Incomitant hyperphoria with intermittent diplopia of recent onset indicates the need for medical investigation. When there is a high degree of hyperphoria and congenital incomitancy which gives rise to intolerable symptoms, surgical relief is sometimes considered. Medical advice should be sought.
Dissociated Vertical Deviation (DVD)
This is a comparatively unusual anomaly which is also known as ‘alternating sursumduction’. Although it could be mistaken for hyperphoria, the clinical appearance is not the same. It is usually seen during the cover test. When one eye is covered with an occluder or a dark filter it slowly deviates upwards, possibly by as much as 40Δ. This differs from hyperphoria in that, whichever eye is covered, there is an upward movement of the eye behind the cover. When the cover is removed, the eye slowly recovers to the fixation position. The upward movement is not always equal in the two eyes, and sometimes it can be absent in one eye, giving the appearance of a ‘unilateral hyperphoria’. In all cases, if a neutral density filter bar is placed before the uncovered eye and the density of the filter increased, the eye under the cover will slowly move down. When the density of filter is reduced, the covered eye moves slowly up again. This is called the Bielschowsky phenomenon.
DVD is usually associated with a history of infantile esotropia syndrome (p. 227). There is sometimes a cyclorotation of the occluded eye ( Burian & von Noorden, 1974 ). Various surgical approaches have been used for DVD, but the evidence-base for these is weak ( Hatt, Wang, & Holmes, 2015 ).

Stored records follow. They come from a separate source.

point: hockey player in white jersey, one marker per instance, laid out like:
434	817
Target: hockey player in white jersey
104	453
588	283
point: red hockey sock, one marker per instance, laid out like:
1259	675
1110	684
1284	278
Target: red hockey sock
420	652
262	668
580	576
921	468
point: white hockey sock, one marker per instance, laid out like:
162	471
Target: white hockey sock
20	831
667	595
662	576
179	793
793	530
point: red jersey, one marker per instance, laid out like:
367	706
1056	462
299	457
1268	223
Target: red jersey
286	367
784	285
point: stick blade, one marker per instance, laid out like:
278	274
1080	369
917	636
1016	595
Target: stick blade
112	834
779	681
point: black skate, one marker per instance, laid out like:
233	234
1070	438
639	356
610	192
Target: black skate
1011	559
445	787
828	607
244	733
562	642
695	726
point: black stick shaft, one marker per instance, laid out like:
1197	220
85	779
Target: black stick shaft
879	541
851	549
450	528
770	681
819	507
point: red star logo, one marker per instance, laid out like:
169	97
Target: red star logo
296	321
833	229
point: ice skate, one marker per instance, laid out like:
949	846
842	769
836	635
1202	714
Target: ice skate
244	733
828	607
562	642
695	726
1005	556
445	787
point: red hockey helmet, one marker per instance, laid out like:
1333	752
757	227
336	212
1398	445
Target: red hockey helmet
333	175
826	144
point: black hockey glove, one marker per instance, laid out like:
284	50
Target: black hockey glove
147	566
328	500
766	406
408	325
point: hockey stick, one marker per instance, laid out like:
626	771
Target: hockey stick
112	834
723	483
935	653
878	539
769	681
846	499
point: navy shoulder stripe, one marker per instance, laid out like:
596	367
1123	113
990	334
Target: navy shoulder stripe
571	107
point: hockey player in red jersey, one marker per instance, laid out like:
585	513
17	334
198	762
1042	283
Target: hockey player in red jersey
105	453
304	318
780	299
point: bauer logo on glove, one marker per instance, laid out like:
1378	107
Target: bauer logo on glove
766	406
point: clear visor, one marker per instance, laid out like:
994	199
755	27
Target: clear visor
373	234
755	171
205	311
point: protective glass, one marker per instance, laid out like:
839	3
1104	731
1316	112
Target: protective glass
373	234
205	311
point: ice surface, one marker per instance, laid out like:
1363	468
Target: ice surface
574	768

When DVD exists without any other deviation or anomaly, there are usually no symptoms and no independent treatment is required. If it exists with other conditions, treatment appropriate to the primary condition can be considered. Occasionally, patients with DVD complain that one eye deviates spontaneously and this is noticed by other people. The condition rarely produces symptoms ( Mallett, 1988a ), but if the condition is cosmetically unacceptable surgery is indicated ( Kanski, 1994 ).

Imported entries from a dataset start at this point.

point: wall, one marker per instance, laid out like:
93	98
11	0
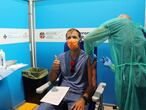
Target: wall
82	14
13	16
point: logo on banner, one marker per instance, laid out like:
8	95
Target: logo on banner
42	35
5	36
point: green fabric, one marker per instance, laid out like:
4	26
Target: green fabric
128	51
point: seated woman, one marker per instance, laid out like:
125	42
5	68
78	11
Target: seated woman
77	73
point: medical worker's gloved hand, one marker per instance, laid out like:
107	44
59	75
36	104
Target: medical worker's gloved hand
56	64
92	57
107	61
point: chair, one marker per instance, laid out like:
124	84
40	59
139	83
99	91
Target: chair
97	98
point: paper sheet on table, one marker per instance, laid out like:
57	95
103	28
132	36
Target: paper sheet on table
55	95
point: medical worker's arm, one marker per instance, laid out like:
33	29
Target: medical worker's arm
89	91
54	70
94	38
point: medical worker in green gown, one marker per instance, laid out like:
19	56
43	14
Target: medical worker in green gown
128	51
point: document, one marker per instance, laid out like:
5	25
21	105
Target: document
55	95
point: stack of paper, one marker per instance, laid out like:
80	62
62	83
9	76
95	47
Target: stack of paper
55	95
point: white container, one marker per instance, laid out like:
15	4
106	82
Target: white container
2	59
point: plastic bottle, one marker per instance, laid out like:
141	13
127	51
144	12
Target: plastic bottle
2	59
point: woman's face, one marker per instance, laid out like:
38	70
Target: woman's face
72	40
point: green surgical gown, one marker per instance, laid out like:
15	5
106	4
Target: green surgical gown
128	51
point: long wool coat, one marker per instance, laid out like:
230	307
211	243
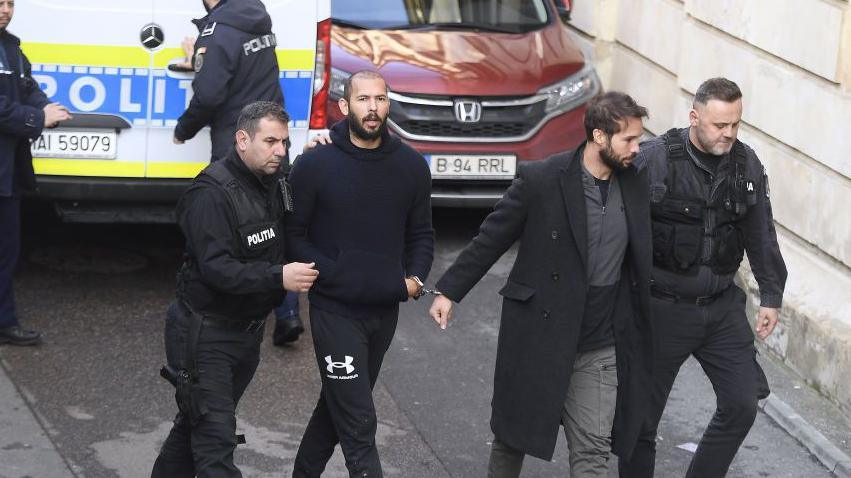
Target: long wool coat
544	301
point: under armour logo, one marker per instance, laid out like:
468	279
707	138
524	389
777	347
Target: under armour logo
347	364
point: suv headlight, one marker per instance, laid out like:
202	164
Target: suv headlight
338	83
572	91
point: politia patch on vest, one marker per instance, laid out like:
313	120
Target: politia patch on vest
254	240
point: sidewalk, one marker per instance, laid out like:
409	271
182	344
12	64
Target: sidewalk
807	416
25	449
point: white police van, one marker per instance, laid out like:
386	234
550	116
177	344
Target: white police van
107	61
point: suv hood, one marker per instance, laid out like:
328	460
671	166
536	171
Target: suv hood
459	63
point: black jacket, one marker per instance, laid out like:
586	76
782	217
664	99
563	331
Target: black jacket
544	301
21	118
364	217
235	64
233	224
696	184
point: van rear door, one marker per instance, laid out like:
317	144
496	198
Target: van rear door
294	25
88	55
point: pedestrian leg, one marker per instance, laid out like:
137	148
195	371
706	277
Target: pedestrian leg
728	358
589	412
504	462
680	328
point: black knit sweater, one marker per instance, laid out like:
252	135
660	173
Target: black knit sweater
364	217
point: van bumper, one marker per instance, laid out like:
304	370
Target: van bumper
111	200
112	190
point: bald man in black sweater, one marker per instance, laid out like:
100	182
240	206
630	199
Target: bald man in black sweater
362	213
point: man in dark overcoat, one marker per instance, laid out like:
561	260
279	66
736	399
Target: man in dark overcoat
575	341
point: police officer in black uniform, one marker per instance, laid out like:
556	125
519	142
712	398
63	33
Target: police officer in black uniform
709	204
235	64
24	112
232	277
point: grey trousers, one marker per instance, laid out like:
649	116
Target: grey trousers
587	416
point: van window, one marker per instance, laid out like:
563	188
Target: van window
498	15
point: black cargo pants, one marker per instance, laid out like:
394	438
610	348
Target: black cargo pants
720	338
349	352
226	360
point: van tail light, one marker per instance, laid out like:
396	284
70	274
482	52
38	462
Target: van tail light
321	76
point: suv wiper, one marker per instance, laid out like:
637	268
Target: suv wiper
454	26
348	24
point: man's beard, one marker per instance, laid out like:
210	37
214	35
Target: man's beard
356	126
611	160
718	149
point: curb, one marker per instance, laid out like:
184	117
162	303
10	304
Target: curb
834	459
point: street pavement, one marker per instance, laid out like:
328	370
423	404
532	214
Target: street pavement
89	402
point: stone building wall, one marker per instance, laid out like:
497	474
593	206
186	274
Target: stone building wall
792	59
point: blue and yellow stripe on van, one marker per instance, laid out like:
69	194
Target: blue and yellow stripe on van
133	83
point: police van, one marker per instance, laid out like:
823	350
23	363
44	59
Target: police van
108	62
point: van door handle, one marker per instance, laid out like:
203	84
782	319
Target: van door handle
184	65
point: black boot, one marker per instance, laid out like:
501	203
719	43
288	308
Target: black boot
15	335
287	329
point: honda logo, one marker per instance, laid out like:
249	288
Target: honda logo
468	111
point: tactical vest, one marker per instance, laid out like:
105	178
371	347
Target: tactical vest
691	228
258	231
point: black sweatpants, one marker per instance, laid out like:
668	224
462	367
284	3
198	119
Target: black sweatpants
226	361
720	338
349	352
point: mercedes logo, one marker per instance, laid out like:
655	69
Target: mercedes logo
152	36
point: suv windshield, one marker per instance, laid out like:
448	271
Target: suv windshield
513	16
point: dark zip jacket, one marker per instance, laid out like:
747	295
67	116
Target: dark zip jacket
21	117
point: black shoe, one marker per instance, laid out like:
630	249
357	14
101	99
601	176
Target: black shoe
15	335
287	330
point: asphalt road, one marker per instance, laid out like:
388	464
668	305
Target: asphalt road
99	294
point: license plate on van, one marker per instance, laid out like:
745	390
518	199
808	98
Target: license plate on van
75	144
472	166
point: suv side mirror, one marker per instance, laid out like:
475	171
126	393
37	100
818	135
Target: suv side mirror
563	9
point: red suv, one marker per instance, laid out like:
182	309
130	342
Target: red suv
475	85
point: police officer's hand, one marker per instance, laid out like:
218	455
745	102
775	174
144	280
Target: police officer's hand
441	310
54	113
316	141
298	276
766	319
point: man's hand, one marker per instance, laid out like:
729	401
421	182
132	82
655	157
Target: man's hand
54	113
766	319
316	141
412	287
298	276
441	310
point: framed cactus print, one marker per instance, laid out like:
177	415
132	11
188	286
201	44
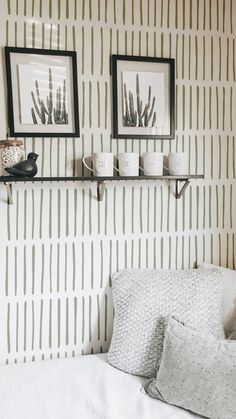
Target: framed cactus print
42	92
143	97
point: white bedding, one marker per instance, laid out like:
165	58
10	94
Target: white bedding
86	387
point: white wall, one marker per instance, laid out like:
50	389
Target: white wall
58	244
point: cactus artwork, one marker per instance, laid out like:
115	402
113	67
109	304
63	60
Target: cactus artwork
139	112
52	109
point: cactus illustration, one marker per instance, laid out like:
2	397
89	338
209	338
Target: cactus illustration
142	116
130	116
60	114
148	110
50	98
139	103
46	113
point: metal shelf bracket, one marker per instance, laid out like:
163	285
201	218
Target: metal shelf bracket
179	192
9	193
101	185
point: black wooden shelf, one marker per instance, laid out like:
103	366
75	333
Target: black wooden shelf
101	182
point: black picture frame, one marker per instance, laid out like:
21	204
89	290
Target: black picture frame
122	125
66	95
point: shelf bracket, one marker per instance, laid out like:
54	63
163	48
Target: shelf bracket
101	185
179	192
9	193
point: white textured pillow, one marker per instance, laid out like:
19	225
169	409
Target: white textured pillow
197	373
229	296
143	298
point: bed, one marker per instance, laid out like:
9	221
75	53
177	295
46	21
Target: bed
86	387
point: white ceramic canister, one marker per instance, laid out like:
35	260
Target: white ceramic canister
11	152
178	164
102	164
128	164
152	164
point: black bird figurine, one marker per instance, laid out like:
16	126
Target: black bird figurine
26	168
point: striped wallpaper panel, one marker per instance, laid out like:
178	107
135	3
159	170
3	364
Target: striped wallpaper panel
59	245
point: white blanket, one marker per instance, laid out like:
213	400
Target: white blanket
86	387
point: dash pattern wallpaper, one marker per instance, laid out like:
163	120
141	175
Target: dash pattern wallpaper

Many patients with long-standing cyclodeviations are asymptomatic because of sensory adaptations (Von Noorden, 1996 ). Dissociation tests reveal that it is normal to have a small degree of excyclophoria, typically 0.7–1.5 degrees ( Flodin, Pansell, Rydberg, & Andersson Grönlund, 2019 ). Clinically, cyclophoria can be readily detected with the Maddox wing test.
In heterophoric patients, a double Maddox rod test (p. 259), which dissociates the eyes, will reveal more cyclodeviation than an associated test (e.g., Mallett fixation disparity test or double Bagolini lenses; p. 259). Patients with cyclodeviations that had an onset in the first 6 years of life may develop torsional harmonious anomalous retinal correspondence (HARC) ( Chapter 12 ), and it has been suggested that this might prevent subjective torsion from being detectable even on dissociation tests, like the double Maddox rod test ( Phillips & Hunter, 1999 ).

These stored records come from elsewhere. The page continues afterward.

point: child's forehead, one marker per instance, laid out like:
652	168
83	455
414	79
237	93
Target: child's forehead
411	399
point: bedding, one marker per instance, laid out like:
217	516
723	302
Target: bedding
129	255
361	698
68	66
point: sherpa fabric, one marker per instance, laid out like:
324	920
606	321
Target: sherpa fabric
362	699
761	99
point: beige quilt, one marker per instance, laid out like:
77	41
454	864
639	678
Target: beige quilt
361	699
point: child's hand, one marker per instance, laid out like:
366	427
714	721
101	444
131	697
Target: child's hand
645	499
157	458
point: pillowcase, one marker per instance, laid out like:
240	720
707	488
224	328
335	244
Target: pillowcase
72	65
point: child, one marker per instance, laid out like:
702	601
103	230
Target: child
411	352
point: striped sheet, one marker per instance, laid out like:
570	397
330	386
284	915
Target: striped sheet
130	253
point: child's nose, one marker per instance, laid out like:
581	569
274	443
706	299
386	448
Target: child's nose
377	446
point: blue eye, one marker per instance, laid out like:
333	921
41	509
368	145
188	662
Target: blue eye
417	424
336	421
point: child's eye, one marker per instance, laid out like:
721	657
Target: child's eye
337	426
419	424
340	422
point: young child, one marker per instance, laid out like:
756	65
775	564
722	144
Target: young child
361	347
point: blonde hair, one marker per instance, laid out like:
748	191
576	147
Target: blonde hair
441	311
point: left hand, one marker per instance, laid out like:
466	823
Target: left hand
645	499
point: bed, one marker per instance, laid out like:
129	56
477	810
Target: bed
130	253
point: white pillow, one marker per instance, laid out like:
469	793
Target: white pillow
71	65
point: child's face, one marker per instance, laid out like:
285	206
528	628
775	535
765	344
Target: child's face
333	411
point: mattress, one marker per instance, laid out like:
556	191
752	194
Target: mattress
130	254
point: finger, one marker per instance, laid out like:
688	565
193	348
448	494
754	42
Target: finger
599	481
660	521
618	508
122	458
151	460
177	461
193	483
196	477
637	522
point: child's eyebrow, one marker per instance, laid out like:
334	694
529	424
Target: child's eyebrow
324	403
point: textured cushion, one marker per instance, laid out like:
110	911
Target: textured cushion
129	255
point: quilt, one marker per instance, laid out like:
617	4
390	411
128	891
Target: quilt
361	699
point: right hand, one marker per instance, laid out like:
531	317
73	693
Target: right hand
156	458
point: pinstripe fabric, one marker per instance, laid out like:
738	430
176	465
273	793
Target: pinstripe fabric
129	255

However, the double Maddox rod test is generally accepted as the most thorough way of assessing cyclodeviations. The example shown in Fig. 9.1 indicates 10 degrees incyclophoria in the left eye. The patient is viewing (in darkness, not as shown) a spotlight and sees two horizontal red lines. If the lines are not separated (i.e., there is no hyperdeviation) a vertical prism is introduced. When the Maddox rods are both orientated at 90 degrees (not as shown), this patient reports the line seen by the left eye as tilted. The left Maddox rod had to be rotated, top inwards (in the opposite direction to the apparent tilt), to make the left eye’s image parallel with that of the right. The angle of the left rod, as seen on the trial frame axis (100 degrees), indicates the dissociated position of the left eye is 10 degrees intorted (i.e., 10 degrees incyclodeviation). As with all dissociation tests, this test gives little indication of compensation, but this can be determined with the Mallett fixation disparity test ( Chapter 4 ).